Just back from Harrogate where the British Psychological Society were meeting. Why go there when I’m so ambivalent about these professional clubs? Well they were kind enough to give me an award for ‘the promotion of equality of opportunity’, for my work in Manchester Learning Disability Partnership (now being dismantled?) and my wider critical and scholarly work on the structural and power dimensions of psychological thought and practice (community psychology, critical psychology, liberation psychology). I had the opportunity to give a 20 minute lecture and rather than talking directly about my work I reflected on the perfect storm of contemporary crises and the question of rethinking both professional practice but also the very basis of our society. In some ways this was biting the hand that fed me – I gave a brief critique of the professional code of practice and characterised psychological theory and practice within the coloniality of State and market. But the audience seemed very receptive and asked some good questions. While the talk was a bit breathless (or garbled) given the scope of its ambition, it did seem to resonate somehow. You can read it here. there won’t be many surprises for followers of this blog maybe.

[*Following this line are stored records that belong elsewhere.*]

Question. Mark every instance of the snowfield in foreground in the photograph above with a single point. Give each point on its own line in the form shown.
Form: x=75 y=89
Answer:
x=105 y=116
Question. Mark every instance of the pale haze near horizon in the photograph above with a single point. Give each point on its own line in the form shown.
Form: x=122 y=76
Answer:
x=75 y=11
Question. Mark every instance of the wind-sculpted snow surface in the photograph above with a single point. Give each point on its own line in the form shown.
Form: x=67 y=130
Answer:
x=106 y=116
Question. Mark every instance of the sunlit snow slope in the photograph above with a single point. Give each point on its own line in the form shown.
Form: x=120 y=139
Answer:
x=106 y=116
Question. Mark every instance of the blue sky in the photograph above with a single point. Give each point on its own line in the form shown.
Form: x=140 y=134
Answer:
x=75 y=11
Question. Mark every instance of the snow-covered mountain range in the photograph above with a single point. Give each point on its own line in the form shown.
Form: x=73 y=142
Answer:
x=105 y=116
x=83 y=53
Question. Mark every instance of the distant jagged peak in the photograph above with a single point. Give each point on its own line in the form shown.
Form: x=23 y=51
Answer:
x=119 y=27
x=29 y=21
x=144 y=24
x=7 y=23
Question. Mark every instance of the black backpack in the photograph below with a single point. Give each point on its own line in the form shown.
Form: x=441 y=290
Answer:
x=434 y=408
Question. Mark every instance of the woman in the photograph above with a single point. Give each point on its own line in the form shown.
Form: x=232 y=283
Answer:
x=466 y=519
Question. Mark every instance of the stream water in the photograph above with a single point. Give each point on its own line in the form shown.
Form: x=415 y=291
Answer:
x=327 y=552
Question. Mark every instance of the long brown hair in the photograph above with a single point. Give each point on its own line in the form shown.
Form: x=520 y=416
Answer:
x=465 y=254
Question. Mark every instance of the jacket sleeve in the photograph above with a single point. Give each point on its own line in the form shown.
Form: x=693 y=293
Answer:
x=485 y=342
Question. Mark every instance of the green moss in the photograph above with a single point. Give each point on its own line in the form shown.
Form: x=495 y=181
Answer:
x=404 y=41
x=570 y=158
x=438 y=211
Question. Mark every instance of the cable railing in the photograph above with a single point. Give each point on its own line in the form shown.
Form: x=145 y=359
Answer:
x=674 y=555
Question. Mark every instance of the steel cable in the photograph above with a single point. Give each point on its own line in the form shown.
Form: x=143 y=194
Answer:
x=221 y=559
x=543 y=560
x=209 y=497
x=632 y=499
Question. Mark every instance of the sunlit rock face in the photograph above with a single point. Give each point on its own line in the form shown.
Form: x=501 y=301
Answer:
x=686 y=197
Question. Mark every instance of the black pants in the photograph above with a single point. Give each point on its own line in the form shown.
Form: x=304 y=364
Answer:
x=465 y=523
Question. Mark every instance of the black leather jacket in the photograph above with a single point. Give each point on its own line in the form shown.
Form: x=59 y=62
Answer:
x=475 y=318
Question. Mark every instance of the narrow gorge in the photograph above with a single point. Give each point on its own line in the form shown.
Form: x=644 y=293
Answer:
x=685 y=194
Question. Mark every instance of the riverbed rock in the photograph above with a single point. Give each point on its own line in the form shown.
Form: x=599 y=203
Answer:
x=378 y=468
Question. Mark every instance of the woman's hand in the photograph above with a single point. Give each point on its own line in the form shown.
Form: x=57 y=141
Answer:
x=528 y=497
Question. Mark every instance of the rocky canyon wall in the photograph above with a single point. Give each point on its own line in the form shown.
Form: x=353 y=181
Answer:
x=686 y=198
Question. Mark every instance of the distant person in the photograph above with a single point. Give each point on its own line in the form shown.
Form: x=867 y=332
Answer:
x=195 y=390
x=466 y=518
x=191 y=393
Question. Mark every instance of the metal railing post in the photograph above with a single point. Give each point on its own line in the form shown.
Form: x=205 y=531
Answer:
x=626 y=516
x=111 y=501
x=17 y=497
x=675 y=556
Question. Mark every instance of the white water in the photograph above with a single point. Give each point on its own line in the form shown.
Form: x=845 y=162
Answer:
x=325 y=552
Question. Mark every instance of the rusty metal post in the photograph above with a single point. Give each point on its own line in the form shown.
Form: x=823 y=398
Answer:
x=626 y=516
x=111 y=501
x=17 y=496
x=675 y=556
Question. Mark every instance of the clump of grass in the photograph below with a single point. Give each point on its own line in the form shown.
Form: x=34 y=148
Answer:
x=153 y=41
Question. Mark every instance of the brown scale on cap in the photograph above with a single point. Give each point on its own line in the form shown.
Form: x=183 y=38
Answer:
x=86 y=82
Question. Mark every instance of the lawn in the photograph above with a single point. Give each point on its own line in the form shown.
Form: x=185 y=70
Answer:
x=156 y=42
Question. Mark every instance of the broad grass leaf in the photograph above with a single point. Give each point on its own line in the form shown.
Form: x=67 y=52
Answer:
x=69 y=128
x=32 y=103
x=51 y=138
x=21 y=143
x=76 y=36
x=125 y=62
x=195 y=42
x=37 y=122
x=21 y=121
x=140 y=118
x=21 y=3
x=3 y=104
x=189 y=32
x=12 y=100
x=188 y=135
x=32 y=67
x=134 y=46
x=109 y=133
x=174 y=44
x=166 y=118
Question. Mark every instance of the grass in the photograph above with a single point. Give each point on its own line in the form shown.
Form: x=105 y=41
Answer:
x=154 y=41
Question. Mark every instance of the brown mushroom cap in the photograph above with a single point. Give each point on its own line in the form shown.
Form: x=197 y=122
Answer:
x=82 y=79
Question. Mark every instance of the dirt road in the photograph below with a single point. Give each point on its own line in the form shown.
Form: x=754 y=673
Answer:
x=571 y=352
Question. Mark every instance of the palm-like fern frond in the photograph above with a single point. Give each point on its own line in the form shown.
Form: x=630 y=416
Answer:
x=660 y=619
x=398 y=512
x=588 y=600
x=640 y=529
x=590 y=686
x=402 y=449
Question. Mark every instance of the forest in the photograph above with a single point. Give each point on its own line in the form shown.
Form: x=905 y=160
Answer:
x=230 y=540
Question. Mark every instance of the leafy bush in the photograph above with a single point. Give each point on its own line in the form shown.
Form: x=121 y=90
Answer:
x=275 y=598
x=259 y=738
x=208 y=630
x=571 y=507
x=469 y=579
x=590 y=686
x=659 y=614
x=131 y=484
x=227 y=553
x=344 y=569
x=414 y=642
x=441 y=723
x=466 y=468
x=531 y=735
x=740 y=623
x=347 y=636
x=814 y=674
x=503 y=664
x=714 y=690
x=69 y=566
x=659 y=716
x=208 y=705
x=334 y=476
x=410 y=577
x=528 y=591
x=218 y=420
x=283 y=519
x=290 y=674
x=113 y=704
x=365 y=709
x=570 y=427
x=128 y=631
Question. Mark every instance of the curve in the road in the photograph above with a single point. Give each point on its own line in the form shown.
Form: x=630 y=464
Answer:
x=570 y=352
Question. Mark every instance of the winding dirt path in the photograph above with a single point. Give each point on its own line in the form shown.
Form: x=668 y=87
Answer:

Anyway Harrogate is always a pleasure to visit. I grew up (’til 14 when we moved to Ballymena of all places) in another spa town (Malvern) so maybe I find such places (Buxton is another) congenial. We had dinner with some people we knew and some we didn’t, including Allan Baddeley who received an award for his work on memory – his review of short term memory was one of the first academic papers we had to read. Good for him.
The following morning we went to a film showing on the involvement of USA psychologists in torture at Guantánamo Bay (let’s say it again – a USA occupied corner of otherwise free Cuba) and in Iraq. There was a discussion that made some useful points but perhaps failed to really understand this within the imperialist/colonial/capitalist systems of dominance (yes coloniality again), nor the way psychology itself so typically constructs a relationship of superiority over the other, be it disabled, mentally disordered, young, poor, old, foreign, etc person. I had a flash of insight that there is actually a continuity between the events at Abu Ghraib / Guantánamo, Winterbourne View and Mid Staffs NHS Trust – this is both about the colonial template of relations and the erosion of common decency, of ethicality under particular organisational conditions.